Phonetic Matching Tools
In the Sound Matching and Phonetic Toolkit article, I discussed some of the theory and practice behind phonetic matching. I'll skim over the background information here, so we can get to the goodies.
Phonetic matching has a long history, going back to the invention of Soundex by Rusell and Odell in 1918. Soundex can properly be called the grand-daddy of all phonetic search algorithms. As mentioned in the Sound Matching and Phonetic Toolkit article, SQL Server has a SOUNDEX() function built in. Here's the bad news: Soundex is not very accurate. It tends to return a lot of false hits.

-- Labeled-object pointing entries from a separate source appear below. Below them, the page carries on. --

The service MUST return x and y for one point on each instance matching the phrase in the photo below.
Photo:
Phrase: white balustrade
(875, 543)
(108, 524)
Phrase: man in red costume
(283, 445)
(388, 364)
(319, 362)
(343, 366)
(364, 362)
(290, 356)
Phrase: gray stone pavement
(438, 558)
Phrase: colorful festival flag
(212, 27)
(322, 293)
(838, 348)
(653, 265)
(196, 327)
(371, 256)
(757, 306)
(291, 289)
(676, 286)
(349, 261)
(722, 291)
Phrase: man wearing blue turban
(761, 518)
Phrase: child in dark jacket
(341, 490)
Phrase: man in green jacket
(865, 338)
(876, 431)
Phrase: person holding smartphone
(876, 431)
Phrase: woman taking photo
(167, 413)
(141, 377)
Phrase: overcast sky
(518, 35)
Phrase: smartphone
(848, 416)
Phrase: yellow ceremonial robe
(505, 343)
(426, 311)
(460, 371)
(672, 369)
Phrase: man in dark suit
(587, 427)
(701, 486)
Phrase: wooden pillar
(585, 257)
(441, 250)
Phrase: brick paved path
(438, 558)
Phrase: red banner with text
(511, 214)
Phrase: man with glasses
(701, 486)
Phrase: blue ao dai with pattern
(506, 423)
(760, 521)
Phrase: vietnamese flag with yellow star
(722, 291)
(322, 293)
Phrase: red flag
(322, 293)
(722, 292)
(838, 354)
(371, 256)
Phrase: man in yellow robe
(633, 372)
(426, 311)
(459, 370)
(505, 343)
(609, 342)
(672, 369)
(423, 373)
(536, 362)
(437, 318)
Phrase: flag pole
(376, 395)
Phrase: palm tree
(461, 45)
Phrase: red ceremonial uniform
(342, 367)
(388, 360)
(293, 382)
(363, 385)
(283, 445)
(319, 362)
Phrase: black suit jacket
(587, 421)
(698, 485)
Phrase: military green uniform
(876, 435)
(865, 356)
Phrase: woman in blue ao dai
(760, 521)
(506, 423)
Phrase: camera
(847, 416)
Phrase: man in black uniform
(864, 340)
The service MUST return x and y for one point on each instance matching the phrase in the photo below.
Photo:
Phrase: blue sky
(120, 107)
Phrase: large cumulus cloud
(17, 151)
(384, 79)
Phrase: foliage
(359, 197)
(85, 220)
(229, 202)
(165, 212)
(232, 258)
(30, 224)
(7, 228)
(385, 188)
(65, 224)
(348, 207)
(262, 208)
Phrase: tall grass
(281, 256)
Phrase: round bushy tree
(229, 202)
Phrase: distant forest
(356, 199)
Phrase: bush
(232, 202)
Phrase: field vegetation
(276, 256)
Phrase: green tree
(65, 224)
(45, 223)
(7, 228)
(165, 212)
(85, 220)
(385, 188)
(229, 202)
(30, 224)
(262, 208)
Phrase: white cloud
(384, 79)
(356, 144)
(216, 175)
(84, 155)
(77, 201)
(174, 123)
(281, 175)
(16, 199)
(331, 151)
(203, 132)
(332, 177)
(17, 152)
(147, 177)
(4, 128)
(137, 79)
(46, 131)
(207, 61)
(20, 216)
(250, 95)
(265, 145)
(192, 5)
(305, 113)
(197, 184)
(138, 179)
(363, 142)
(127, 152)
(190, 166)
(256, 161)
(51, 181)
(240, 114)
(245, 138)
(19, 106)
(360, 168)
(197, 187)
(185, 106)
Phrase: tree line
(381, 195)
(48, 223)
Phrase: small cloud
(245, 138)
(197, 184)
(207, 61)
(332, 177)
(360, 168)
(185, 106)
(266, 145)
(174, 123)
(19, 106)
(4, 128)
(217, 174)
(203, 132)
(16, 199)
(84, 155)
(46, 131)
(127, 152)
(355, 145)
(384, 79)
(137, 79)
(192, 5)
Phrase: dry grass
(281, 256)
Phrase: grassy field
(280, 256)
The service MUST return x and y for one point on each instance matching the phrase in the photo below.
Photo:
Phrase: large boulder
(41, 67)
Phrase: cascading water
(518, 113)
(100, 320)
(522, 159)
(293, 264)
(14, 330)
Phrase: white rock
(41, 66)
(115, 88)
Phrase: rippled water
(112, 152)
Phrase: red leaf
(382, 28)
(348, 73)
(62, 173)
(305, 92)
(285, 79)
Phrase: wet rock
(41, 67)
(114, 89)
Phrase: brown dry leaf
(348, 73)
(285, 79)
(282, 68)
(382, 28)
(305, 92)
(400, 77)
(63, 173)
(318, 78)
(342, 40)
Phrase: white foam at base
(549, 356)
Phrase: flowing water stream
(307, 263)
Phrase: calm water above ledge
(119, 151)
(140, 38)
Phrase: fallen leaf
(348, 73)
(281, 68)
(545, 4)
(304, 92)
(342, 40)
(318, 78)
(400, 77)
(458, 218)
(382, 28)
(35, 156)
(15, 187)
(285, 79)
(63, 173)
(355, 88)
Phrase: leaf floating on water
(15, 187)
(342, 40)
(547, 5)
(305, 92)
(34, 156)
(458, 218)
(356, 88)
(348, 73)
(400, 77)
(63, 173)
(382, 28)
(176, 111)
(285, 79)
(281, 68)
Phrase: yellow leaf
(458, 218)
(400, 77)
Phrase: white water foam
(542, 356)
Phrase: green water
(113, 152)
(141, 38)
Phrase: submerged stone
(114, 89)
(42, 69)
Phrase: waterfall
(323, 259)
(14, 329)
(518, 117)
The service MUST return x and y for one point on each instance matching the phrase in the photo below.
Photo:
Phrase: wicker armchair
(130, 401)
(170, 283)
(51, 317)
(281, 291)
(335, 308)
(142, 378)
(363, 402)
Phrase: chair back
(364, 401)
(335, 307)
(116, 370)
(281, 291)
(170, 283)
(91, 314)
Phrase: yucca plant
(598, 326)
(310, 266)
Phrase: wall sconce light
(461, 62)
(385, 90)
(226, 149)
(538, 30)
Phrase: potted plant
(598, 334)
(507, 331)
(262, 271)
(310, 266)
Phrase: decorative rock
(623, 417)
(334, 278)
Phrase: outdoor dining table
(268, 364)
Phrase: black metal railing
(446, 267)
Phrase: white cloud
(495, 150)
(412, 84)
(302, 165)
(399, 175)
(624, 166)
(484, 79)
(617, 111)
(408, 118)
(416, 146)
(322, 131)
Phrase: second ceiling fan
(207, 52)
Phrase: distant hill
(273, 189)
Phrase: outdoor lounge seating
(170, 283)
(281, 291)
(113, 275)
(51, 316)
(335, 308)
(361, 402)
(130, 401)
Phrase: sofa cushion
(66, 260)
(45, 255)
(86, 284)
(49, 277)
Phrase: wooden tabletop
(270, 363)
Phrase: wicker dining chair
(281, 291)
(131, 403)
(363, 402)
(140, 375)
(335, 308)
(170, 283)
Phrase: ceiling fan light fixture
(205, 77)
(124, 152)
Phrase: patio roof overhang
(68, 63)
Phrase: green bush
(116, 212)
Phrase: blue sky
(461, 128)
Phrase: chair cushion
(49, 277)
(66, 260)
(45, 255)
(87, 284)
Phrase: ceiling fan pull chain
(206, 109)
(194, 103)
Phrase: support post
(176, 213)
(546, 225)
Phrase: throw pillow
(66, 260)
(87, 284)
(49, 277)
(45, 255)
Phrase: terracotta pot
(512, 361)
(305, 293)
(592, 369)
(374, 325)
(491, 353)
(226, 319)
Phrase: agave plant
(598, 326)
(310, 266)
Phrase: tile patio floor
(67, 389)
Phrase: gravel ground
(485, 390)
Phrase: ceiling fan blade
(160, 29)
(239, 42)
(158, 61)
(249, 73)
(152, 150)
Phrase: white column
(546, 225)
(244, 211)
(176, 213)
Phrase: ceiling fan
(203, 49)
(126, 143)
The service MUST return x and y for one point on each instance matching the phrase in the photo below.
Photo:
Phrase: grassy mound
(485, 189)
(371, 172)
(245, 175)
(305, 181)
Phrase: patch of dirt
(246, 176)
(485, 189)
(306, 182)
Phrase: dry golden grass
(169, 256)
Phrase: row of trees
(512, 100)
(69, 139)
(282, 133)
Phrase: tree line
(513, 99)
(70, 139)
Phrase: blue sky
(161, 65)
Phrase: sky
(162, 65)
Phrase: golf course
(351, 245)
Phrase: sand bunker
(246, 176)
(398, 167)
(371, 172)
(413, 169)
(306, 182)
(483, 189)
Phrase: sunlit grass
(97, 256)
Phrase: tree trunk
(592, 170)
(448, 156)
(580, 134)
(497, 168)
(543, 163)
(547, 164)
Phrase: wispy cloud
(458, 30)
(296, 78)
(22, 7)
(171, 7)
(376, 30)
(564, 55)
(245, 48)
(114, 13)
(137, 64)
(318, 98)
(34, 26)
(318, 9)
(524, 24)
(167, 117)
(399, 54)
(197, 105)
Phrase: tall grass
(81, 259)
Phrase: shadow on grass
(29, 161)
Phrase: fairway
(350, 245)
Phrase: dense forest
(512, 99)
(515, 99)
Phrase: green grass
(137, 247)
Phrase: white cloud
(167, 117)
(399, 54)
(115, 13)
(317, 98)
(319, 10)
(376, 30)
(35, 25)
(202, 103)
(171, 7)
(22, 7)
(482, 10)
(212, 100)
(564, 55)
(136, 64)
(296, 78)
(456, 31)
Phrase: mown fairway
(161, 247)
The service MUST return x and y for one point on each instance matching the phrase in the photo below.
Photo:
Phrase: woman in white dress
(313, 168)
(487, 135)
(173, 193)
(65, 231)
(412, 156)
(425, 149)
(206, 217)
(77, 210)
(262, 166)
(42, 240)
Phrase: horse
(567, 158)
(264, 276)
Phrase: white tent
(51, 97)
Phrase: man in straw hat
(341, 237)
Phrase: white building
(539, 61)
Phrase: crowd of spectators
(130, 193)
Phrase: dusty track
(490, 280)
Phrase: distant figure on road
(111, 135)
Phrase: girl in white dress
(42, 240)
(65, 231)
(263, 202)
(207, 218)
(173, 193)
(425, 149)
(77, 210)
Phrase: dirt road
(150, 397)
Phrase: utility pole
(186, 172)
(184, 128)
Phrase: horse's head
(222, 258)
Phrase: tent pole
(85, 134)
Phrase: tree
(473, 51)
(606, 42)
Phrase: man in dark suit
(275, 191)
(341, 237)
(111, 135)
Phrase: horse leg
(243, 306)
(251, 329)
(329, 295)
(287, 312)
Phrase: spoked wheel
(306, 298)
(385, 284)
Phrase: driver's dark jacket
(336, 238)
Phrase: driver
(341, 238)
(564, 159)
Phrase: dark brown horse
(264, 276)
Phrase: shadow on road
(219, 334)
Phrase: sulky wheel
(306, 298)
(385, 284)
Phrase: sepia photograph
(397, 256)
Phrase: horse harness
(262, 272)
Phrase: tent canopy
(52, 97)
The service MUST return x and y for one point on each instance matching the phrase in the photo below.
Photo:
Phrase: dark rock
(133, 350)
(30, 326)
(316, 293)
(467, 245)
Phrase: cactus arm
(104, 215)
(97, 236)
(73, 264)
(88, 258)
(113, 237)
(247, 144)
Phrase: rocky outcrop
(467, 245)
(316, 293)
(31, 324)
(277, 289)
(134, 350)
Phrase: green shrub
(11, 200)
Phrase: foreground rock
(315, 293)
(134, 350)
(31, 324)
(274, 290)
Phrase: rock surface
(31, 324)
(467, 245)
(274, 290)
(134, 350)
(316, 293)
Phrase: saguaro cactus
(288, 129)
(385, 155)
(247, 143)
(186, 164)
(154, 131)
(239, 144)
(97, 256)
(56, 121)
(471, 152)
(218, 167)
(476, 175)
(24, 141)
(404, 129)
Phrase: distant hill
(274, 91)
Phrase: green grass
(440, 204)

The good news? In 1970, Robert L. Taft introduced an improved Soundex system, referred to as the New York State Identification and Intelligence System (NYSIIS). NYSIIS improves on Soundex by handling letter combinations at the beginning of words (like 'MC' and 'PH'), handling certain letter combinations within the word and maintaining relative vowel positions within words, among other improvements. The Toolkit includes a re-written NYSIIS implementation:
- @string is the string to phonetically encode. The result is 8 characters or less. Many implementations truncate the result to 6 characters, so you might wish to do the same with your results. The fn_phon_nysiis function is always case-insensitive and ignores non-alphabetic characters.
Specific details of the NYSIIS algorithm can be found at Wikipedia.
Fig. 1. Sample of fn_phon_nysiis
I've also added an implementation of Lawrence Philips' Double Metaphone algorithm, which was an improvement on his original Metaphone algorithm:
- @string is the string to be encoded. The result is two phonetically encoded strings, up to six characters each.
Double Metaphone is a highly complex exception-based algorithm. It returns up to two possible encodings to account for irregularities, ambiguity and variations in the English language. It also handles some non-Latin alphabet characters. The fn_phon_dmeta function returns the encodings as a table with two columns:
- Num is the number of the match; 1 is the primary match, 2 is the secondary match.
- Code is the phonetic encoding. It is up to six characters in length.
Specific implementation details for the Double Metaphone algorithm are available at Wikipedia - Double Metaphone.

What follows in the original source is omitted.